Local News

Triangle organization uses equine counseling as unique way to help children heal

Posted April 20

— When a tragic and indelible event happens to a child, sometimes they do not know where to turn for help.

Hope Reins, a faith-based organization is Durham County, is helping children ages 5 to 18 use equine therapy, a unique type of counseling, to heal.

Hope Reins pairs a hurting child experiencing crisis with a rescued horse. The horses help the children through whatever struggles they may be facing.

"That's really what kids connect with because as we share the horse's story, and it sounds like their story," said Kim Tschirret, founder and CEO of Hope Reins.

Tschirret founded Hope Reins seven years ago.

"I grew up in a home with an alcoholic father...very abusive environment," she said. "I had a horse when I was a child that really comforted me. It is a passion for me because I see lives transformed every single day out here."

Seven-year-old Ashlyn Guin, and her 9-year-old brother, Garrett, both come to the ranch to heal.

"The horses are fun," Garrett Guin said. "They can be funny sometimes."

The Guin family said the equine therapy helped them transform their grief into hope. They lost their husband and father to suicide almost two years ago.

Aaron Guin had PTSD from his time in the military.

"We were texting and talking, and the next thing I know, he took his life," said Amanda Guin, Ashlyn and Garrett's mother.

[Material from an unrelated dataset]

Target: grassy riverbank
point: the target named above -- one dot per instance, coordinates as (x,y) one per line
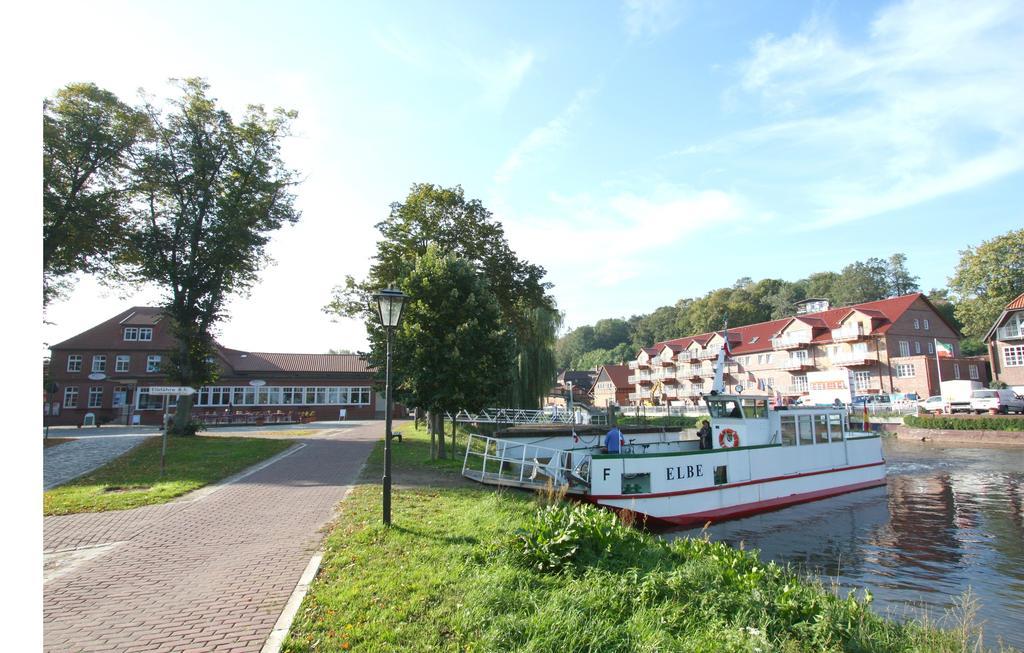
(467,568)
(133,479)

Amanda Guin said she felt abandoned when her husband left her.

"I lost a lot of people after I lost my husband," she said. "I lost my church. I lost some of my good friends. I lost a lot of stuff when he died."

Now, Ashlyn and Garrett share secrets with the horses they don't share with anyone else.

"I like that you can always tell them anything," said Ashlyn Guin. "If we don't really want to hold it in, and don't really want to tell a person, we can just tell the horses and they won't blurt it out."

Hope Reins has been a place of healing for the entire Guin family. While the children work with the horses, Amanda is able to have one-on-one time with people who simply listen.

"(My children) don't understand the therapy where you're sitting there just talking to somebody across the room," Amanda Guin said. "They are like, 'I'm not going to tell somebody I don't know,' but they will tell the horse."

Garrett says when he leaves Hope Reins he is "happy, excited and tired."

"They have this joy when we leave, like there's hope," Ashlyn Guin said. "We pray at night and we say, 'Lord, thank you for the blessings that you have given us.'"

Hope Reins never turns a child away, and all services are free. The organization relies on volunteers, businesses and donations.

This weekend, Hope Reins will hold a fundraiser called "Hoofin' it for Hope." It is a mile-long hike around the ranch.

The Guin family says they will be there.